2. Quelle ambition pour l’Europe ?
Le blocage de la construction européenne après les NON exprimés par les peuples français et néerlandais durait depuis 2004.
A mon sens, il s’agit de la plus sévère crise qu’aura traversé l’Union depuis ses débuts.
Pour autant, il convenait de débloquer la situation.
Mais comment faire ?
La difficulté tenait grosso modo au fait qu’il fallait tenir compte à la fois du refus exprimé par deux peuples mais aussi de l’approbation qui avait été exprimée par d’autres États sur le même projet de Traité établissant une Constitution pour l’Europe (TECE).

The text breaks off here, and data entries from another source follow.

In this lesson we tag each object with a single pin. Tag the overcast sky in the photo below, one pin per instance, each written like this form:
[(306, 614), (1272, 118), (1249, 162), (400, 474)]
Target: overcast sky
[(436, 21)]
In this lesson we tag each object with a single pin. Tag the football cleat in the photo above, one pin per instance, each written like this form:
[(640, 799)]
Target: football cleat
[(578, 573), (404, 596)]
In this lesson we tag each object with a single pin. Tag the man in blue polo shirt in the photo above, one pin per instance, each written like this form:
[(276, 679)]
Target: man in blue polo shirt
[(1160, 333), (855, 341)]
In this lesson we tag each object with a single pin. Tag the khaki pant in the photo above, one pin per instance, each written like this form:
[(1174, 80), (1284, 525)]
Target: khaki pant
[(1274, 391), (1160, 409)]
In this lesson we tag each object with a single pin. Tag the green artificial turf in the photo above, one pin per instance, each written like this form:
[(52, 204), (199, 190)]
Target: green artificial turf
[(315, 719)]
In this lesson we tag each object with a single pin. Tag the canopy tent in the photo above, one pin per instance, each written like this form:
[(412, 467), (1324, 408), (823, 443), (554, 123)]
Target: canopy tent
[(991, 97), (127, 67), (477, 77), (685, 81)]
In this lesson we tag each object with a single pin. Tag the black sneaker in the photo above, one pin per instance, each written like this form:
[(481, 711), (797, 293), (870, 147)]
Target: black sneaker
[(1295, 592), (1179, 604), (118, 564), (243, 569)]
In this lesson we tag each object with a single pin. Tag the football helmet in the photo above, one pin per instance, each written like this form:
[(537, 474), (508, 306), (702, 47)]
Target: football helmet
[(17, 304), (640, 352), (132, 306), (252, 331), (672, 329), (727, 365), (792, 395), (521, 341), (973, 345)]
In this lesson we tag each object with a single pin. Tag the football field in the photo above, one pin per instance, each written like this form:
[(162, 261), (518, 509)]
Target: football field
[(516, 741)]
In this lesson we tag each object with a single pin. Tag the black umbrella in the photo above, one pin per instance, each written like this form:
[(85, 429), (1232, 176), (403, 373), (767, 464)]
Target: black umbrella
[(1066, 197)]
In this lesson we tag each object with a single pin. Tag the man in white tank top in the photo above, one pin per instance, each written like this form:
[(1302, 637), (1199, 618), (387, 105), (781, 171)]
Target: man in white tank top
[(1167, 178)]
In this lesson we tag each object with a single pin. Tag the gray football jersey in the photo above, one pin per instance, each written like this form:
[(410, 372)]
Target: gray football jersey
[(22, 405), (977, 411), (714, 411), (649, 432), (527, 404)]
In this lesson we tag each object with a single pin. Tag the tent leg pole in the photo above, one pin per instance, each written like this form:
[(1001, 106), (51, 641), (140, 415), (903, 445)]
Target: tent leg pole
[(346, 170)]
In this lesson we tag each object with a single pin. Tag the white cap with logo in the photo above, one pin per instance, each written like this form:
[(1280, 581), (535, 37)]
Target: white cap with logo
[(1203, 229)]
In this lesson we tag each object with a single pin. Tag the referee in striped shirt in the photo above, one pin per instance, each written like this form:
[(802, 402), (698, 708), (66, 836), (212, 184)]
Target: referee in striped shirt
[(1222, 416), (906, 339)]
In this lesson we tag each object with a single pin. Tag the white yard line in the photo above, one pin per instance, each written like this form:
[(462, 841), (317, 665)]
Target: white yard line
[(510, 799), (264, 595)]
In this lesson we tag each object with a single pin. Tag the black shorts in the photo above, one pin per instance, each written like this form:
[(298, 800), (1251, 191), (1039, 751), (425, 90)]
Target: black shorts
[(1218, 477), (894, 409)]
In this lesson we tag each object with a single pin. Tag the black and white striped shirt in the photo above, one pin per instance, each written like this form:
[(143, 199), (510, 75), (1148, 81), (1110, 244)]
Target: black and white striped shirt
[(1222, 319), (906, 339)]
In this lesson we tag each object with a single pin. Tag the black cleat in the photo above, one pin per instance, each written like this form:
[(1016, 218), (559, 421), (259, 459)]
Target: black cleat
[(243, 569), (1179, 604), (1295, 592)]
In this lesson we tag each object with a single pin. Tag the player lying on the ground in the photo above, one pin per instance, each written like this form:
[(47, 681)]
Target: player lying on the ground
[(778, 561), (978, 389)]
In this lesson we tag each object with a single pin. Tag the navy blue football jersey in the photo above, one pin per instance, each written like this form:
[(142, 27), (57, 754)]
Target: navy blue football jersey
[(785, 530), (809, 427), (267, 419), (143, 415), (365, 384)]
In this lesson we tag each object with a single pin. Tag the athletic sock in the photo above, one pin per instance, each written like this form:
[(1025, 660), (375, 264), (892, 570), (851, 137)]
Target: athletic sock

Le Président de la République qui a été élu le 6 mai 2007, comme les principaux candidats, dont François Bayrou, s’étaient tous engagés à œuvrer pour débloquer la situation.
L’objectif était commun mais des divergences sur les modalités pour y parvenir se sont opposées. La plus flagrante étant l’option qui serait retenue pour une ratification d’un futur texte (référendum ou ratification par le Parlement réuni en congrès).

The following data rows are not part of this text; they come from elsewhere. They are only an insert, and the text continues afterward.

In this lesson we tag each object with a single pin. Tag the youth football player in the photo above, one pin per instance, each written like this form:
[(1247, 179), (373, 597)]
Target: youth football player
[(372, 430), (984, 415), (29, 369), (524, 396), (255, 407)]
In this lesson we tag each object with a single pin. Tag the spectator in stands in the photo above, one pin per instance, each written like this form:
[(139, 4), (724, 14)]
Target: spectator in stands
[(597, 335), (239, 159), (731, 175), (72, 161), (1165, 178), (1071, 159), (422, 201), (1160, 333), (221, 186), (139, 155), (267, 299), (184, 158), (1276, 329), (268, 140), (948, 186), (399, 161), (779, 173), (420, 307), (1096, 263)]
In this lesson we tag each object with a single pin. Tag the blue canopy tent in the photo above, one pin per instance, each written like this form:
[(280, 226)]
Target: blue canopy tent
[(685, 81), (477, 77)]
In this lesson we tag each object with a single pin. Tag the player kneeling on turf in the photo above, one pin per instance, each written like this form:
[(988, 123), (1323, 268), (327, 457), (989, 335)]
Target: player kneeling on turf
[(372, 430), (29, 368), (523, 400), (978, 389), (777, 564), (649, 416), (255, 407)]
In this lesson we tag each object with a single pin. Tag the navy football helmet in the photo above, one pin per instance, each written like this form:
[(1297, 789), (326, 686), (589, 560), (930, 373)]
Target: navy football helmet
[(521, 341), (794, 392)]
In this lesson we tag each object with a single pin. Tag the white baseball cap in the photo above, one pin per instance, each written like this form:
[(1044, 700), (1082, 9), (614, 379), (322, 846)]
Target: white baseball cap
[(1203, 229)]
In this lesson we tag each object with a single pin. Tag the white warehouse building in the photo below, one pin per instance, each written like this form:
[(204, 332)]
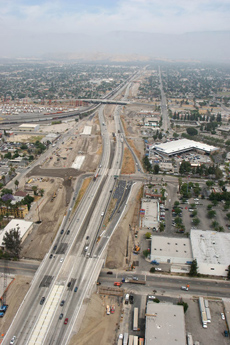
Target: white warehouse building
[(171, 250), (211, 250)]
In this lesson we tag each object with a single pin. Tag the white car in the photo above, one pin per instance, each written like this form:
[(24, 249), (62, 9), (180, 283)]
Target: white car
[(13, 340)]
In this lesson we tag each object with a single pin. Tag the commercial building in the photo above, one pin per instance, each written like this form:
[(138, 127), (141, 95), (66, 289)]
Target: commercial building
[(211, 250), (171, 250), (18, 212), (149, 213), (18, 224), (183, 145), (165, 324), (29, 127)]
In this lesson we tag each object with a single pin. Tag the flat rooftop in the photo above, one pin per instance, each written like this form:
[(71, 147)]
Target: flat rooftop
[(151, 211), (182, 145), (211, 247), (165, 324), (171, 246)]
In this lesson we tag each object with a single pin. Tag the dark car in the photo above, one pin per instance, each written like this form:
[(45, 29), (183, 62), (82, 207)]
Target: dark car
[(42, 300)]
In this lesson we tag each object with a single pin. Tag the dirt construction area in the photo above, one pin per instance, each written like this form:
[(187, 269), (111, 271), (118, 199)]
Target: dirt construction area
[(56, 177)]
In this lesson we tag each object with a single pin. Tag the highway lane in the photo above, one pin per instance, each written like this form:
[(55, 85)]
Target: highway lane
[(170, 284), (164, 110), (53, 274)]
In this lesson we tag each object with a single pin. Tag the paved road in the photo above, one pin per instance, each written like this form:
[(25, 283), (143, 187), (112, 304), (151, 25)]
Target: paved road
[(77, 258), (169, 285), (164, 110)]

La question ne se posait plus dès lors que Nicolas Sarkozy a été élu. On connaissait sa position, ce serait la solution par la voie parlementaire qu’il retiendrait. Dont acte.
La seconde moitié de l’année 2007 aura donc été marqué par des négociations serrées.

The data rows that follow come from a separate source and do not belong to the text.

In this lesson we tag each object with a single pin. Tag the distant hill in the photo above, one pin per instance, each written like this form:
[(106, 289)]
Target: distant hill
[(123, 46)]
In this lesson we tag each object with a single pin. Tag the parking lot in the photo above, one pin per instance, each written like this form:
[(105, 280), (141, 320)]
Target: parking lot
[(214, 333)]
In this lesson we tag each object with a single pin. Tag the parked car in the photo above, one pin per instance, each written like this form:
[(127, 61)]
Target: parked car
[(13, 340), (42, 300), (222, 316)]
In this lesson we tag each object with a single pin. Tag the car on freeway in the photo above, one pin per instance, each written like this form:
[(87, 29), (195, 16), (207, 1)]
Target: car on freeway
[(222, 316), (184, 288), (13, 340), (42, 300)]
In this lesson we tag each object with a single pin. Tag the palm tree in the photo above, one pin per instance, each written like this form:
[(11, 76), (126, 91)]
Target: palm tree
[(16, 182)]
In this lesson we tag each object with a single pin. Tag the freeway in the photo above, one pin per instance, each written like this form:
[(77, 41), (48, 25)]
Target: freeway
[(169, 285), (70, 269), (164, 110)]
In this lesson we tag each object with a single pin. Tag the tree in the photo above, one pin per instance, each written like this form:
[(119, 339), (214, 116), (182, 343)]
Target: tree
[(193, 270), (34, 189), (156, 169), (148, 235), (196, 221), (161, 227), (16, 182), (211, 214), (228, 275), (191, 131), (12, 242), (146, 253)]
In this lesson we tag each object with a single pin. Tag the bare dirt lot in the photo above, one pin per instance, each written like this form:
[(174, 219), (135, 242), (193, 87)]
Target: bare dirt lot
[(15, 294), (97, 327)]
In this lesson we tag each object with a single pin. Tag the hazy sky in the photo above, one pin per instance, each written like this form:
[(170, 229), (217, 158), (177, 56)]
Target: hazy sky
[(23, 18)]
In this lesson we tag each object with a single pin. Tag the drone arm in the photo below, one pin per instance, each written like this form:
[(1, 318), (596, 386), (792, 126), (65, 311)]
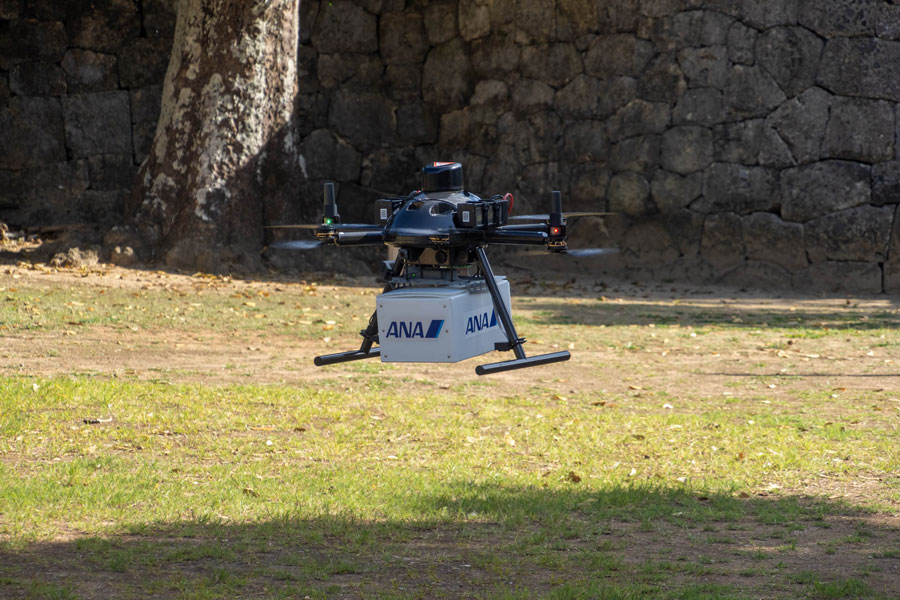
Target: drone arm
[(516, 236), (359, 238)]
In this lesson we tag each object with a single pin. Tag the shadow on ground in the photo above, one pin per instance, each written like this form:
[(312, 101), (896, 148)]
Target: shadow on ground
[(489, 542)]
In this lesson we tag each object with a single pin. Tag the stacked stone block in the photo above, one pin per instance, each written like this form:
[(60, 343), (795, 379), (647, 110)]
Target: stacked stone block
[(80, 83), (743, 141)]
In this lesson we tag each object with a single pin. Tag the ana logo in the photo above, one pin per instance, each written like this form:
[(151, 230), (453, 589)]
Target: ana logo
[(481, 321), (415, 329)]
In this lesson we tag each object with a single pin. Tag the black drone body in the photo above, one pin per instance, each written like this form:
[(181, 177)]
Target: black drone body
[(433, 307)]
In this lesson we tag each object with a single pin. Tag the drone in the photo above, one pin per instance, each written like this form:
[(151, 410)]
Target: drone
[(441, 301)]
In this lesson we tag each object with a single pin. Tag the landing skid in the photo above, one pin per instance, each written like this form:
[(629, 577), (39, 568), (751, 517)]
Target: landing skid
[(514, 342)]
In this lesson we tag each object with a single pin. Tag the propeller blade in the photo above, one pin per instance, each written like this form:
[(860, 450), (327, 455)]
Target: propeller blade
[(295, 245), (572, 215), (583, 252), (341, 226), (573, 252), (292, 226)]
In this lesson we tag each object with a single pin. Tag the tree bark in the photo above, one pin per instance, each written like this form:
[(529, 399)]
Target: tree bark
[(225, 151)]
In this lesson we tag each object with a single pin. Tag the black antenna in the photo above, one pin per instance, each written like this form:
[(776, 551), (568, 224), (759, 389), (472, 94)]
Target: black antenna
[(330, 214), (556, 210)]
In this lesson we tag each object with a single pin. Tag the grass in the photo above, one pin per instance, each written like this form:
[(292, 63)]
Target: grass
[(612, 480)]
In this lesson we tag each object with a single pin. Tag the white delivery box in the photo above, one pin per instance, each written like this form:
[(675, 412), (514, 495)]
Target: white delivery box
[(447, 323)]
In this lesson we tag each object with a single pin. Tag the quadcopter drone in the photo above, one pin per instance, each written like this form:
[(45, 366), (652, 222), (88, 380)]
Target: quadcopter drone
[(434, 308)]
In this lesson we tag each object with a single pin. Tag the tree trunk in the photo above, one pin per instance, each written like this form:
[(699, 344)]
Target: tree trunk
[(224, 152)]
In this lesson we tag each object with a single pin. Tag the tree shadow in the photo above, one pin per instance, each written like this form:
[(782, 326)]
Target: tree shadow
[(468, 540)]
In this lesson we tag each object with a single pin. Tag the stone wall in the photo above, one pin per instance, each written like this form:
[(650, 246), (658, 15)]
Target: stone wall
[(80, 83), (743, 141)]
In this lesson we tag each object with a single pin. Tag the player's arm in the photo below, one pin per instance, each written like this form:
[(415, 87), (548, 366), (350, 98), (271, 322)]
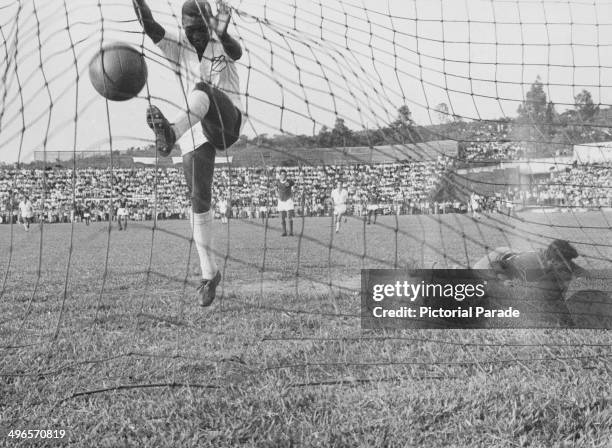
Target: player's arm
[(151, 27), (230, 45)]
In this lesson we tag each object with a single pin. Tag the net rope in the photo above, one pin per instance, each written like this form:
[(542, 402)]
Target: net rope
[(303, 68)]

Sans entrer dans tous les détails, je voudrais simplement souligner un détail qui en dit long sur la difficulté à parvenir au résultat attendu et l’état d’esprit général.
Comment allait-on appeler le futur texte ?
Mini traité (au risque de le faire apparaître comme un traité au rabais), traité simplifié (mais c’était de facto reconnaitre que le projet initial de TECE était compliqué), traité modificatif (de quoi ?), Plan B (formule qui sonnerait comme un repli)…
Un second point que je souhaiterais évoquer avec vous consiste à nous interroger sur la perception qu’en ont nos concitoyens dans notre pays.
Car voilà, si le résultat est là, la ratification a été votée par le Parlement réuni en Congrès le 4 février dernier, nombreux seraient ceux de nos concitoyens qui s’estiment avoir été tenus à l’écart du processus. Une ratification sans gloire ?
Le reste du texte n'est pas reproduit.